Matt, what is your interpretation of that statement that the additional stock issuance to the VCs was not part of the original rights of Series C, D, and E? I did not dig this up by myself as you can imagine. One source pointed me to it as proof of his argument that the VCs are being favored.

Does it mean that AEI gave away something that they should not have given to the VCs? What information should the retail investors have been given about this?

That would appear to be at the nub of the issue.

Ron

While there may very well end up being a smoking gun in all of this, I am assuming that much of the specifics was in the Offering Memorandum. The issue is that they probably did not fully inform the retail customers about how these terms varied from institutionally structured deals. You were correct in commenting that their customer is really the VC versus the retail customer. I would imagine that most retail investors did not even dive into the docs.

Matt,

As a former private equity associate and now a current public equity analyst, I think you may be ignoring a broader issue. Many private placement shops can certainly be run as a boiler room. I do believe you give too much credit to the retail "investor," who assumes the banker is following his/her fiduciary duty. While you and I would ask the question "if the deal isn't good enough for Kleiner Perkins to invest a follow-on round, why should I," many of the doctors and lawyers naturally assume that the valuation work and the "sales" pitch is honest.

I wouldn't want to offer an opinion on Advanced Equities; however, VC firms have certainly latched onto AE when they wanted to keep a company afloat but weren't willing to do it with more of their own (and LP) capital.

Yes . . . caveat emptor. But the private markets and "qualified investors" do not excuse investment bankers from pumping and dumping.
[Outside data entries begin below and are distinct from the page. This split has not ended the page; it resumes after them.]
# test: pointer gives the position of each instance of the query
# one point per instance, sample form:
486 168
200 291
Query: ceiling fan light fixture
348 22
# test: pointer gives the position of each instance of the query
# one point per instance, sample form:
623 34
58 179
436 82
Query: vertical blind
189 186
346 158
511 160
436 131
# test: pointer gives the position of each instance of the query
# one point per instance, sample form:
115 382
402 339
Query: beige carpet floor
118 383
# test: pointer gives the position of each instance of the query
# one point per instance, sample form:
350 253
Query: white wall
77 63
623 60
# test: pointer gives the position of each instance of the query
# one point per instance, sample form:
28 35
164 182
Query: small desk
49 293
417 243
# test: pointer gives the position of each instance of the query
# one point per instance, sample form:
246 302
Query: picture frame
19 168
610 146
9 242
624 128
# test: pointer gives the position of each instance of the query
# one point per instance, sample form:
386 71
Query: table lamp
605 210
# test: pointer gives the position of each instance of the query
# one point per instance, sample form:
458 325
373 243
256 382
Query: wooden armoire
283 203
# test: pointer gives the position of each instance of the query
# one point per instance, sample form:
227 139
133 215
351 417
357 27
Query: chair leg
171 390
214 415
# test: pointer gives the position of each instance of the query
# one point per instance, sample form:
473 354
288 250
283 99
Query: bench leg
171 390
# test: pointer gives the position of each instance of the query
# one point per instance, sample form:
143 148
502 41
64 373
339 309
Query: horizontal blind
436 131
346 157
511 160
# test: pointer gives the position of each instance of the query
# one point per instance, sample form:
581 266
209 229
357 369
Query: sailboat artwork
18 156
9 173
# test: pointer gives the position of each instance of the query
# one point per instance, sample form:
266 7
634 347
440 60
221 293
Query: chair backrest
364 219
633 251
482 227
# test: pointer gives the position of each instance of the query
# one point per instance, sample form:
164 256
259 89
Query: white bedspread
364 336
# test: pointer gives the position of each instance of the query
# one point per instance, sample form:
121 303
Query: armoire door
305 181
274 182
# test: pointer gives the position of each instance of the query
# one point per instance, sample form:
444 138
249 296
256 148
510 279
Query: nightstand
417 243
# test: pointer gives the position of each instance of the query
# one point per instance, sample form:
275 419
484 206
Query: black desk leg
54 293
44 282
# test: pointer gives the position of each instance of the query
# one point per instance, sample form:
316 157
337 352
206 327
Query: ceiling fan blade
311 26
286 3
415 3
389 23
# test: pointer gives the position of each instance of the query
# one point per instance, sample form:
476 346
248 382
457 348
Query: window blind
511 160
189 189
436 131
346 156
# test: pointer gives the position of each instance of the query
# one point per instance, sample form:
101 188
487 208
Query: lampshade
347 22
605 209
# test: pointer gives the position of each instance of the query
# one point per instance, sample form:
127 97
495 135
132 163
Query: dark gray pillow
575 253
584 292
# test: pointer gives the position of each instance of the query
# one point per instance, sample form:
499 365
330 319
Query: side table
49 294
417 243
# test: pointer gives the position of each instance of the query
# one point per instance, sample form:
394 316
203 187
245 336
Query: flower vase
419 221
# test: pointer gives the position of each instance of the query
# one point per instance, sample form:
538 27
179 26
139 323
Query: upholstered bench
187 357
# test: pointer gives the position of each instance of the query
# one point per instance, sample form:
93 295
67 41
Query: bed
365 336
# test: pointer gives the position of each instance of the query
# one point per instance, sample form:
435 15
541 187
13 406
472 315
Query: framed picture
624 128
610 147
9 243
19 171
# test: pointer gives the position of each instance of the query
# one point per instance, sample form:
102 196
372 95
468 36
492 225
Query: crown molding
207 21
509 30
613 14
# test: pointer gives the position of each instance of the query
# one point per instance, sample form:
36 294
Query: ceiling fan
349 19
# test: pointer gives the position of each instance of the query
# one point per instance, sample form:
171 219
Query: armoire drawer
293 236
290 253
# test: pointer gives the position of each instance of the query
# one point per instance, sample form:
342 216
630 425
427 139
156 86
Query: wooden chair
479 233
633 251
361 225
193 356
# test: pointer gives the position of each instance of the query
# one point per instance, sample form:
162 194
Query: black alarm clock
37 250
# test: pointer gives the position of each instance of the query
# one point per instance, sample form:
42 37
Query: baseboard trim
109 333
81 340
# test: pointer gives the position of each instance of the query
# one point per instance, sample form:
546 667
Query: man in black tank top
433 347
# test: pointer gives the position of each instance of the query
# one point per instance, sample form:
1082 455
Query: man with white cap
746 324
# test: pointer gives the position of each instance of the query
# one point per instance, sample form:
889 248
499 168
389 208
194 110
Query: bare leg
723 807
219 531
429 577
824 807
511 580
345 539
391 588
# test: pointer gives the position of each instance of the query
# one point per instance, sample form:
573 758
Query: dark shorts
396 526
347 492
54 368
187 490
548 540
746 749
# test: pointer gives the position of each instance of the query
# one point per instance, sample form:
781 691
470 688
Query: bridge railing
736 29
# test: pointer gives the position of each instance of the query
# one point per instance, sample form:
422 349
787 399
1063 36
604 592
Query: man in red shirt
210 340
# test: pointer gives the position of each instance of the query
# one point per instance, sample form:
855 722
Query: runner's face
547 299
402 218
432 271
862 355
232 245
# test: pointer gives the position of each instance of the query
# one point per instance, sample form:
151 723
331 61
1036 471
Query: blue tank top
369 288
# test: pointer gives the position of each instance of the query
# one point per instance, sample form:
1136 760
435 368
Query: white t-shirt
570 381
Very true, Rick. Pure private placement shops don't have nearly the conflict of interest and responsibility to look out for investors as do retail brokers like the Advanced Equities of the world do. The retail customer is trusting that they will be treated honestly and openly. I would have only hoped that after the "system" stung them in 1999-2000, that they would have looked at offerings with a more discerning eye. But, if not trained in this world, they will have trouble knowing what to look for and what are the norms. Of course, as Buffett say, invest within your realm of competency. Good points.
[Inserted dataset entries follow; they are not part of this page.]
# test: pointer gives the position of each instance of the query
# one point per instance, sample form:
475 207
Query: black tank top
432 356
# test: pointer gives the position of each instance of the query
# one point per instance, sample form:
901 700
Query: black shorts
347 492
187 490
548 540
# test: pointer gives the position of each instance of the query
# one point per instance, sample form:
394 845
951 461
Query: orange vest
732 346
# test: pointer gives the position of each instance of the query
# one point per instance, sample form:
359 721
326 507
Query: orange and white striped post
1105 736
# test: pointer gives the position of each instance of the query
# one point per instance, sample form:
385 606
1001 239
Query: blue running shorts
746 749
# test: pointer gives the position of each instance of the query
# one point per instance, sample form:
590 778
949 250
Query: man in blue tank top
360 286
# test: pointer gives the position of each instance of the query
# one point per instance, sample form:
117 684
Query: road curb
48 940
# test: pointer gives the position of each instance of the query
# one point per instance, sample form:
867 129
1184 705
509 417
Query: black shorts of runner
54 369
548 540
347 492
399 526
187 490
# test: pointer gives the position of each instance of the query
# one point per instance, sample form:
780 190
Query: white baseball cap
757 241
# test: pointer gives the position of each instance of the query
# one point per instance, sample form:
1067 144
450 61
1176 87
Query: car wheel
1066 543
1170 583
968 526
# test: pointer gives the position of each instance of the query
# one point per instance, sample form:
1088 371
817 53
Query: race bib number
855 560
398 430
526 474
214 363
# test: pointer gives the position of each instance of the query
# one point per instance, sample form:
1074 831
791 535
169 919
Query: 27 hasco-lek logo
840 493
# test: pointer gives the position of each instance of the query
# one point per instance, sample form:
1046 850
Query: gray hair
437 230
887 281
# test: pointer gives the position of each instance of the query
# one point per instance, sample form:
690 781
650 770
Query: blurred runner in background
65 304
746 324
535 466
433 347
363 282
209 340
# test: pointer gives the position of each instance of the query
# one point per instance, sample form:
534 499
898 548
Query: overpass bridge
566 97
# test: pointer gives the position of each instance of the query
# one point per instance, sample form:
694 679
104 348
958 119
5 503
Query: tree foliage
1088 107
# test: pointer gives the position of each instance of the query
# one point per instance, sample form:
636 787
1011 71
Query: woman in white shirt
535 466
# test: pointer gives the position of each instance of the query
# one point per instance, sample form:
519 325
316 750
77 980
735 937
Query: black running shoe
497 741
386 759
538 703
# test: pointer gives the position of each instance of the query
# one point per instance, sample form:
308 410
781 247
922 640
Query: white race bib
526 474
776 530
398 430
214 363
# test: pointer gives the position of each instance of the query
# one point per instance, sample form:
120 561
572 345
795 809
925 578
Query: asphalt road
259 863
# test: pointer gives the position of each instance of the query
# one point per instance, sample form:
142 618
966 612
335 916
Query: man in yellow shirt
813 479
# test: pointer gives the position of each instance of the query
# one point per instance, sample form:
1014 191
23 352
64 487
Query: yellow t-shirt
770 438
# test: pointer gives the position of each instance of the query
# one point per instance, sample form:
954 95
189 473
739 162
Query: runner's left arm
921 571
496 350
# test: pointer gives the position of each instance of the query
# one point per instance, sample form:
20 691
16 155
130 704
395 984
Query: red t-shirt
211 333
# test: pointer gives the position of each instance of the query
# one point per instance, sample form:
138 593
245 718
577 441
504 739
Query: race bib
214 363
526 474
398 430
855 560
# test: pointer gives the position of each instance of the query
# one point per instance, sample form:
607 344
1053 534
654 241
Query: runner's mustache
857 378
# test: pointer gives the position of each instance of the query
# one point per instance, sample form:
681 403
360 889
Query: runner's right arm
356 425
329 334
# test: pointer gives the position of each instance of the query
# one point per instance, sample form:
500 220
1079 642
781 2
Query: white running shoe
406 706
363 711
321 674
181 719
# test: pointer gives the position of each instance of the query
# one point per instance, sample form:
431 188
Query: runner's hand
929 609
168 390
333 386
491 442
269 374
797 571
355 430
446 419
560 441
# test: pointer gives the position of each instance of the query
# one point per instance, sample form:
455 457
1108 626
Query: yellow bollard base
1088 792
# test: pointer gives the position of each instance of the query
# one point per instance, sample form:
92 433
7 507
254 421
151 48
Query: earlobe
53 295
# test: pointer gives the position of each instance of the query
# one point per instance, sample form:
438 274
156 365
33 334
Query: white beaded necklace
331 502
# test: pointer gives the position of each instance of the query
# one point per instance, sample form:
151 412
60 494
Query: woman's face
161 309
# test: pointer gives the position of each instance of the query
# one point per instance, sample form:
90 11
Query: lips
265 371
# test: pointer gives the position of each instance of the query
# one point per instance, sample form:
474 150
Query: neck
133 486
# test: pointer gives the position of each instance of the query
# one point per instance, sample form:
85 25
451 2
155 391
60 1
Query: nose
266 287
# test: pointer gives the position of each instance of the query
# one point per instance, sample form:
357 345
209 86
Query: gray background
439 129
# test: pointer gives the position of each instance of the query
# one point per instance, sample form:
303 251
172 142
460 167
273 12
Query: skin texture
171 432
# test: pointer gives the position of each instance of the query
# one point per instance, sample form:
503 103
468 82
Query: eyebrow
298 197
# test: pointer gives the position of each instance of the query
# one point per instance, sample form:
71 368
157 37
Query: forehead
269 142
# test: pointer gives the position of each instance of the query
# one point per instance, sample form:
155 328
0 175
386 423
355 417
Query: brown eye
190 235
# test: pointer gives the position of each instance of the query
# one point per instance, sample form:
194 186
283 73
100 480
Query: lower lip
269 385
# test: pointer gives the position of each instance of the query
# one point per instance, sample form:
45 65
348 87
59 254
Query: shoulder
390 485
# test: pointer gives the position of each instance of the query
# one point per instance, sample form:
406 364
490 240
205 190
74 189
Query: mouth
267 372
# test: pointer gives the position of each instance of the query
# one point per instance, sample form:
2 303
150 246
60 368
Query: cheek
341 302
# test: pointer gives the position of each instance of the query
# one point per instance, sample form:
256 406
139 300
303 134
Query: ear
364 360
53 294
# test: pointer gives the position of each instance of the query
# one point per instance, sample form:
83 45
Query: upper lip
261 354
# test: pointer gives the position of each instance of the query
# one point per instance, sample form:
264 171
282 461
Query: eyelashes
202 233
Matt, Thanks for the insight. The thought that keeps flashing in my head is the video of AJ and his night out on NYC and how the financial markets are so incestuous. The avg investor seems to take allot of what analysts say as gospel when recent history has shown how deceptive some really are. I'm beginning to like Real Estate more and more :) The nice thing about RE is that it will never have a value of $0 whereas playing in the financial markets can actually result in < $0. I'm way off the subject matter of your post but that is what was on my mind :)
Thanks!

If you jump into Real Estate, just be careful about leverage. I started my Wall Street career in RE Merchant Banking and when things go bad, not only do you lose your investment, but the lenders come after the other assets!
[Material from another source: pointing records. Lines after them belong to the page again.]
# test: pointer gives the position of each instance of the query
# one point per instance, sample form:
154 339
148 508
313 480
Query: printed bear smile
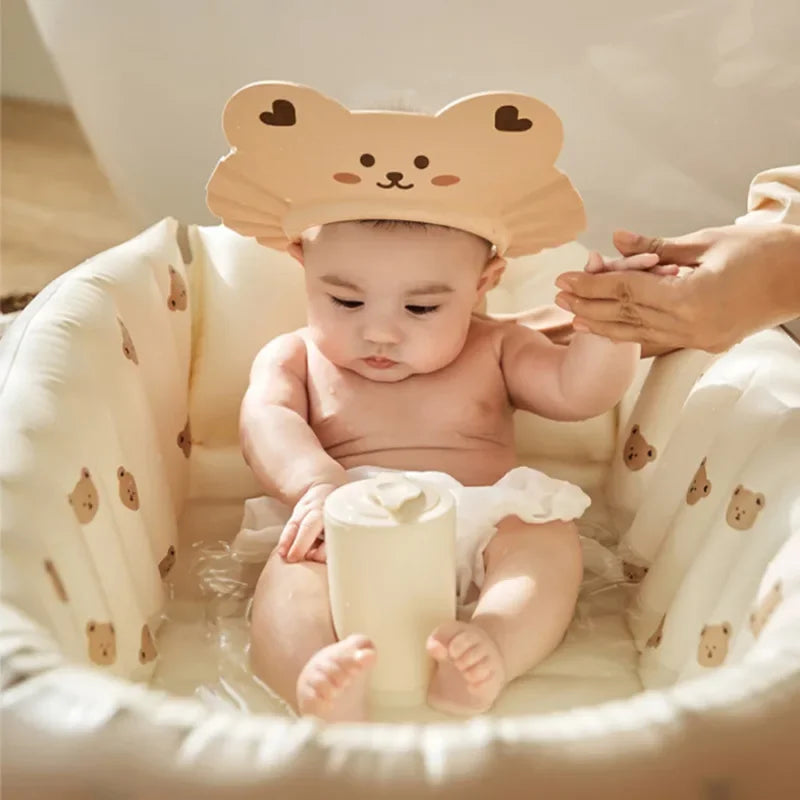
394 179
394 185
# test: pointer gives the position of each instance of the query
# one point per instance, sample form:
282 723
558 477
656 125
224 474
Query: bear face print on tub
484 164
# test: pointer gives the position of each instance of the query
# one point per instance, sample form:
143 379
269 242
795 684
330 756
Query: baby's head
389 299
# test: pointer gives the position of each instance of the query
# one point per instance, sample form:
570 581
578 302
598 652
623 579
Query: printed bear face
185 439
713 648
128 492
700 486
178 297
166 563
637 453
127 343
743 508
102 642
84 498
147 650
58 584
634 573
657 635
301 159
759 617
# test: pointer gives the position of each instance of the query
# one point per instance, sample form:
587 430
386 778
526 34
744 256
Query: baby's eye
346 303
420 310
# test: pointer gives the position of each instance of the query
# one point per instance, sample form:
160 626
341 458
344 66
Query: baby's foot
333 684
470 672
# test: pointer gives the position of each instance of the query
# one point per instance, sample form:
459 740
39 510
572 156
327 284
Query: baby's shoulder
287 351
493 331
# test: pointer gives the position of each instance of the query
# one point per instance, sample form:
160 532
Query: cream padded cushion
80 392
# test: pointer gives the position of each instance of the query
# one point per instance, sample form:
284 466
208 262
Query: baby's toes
462 644
474 655
480 672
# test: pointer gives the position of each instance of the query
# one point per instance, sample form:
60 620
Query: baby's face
388 303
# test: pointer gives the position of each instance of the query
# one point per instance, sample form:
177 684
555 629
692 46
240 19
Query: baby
395 370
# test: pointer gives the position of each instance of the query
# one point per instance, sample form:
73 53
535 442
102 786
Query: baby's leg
293 645
533 573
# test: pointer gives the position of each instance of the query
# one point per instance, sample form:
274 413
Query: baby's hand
302 537
645 262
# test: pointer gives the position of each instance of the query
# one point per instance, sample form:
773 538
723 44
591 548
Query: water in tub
203 641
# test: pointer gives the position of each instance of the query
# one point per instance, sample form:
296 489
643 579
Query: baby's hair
391 224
All this above just goes to say, as you imply, that everyone should use common sense and do their own homework in matters of money.

The problem with the AEI deal was not just that they peddled bad deals or overpromised. It is that they violated securities laws in a variety of ways.

a) They mass-marketed private placements by sending out literally hundreds of PPMs. (The standard rule of thumb is no more than 99.)

b) Unsuitability: they placed PPMs in accounts that should not have had it as an investment.

c) They solicited new clients with private placements (again, a violation of securities regs).

The amazing thing to me is that these guys have been around as long as they have. In my opinion it is a classic case of the Illinois securities regulators and NASDAQ and SEC regulators being asleep at the wheel.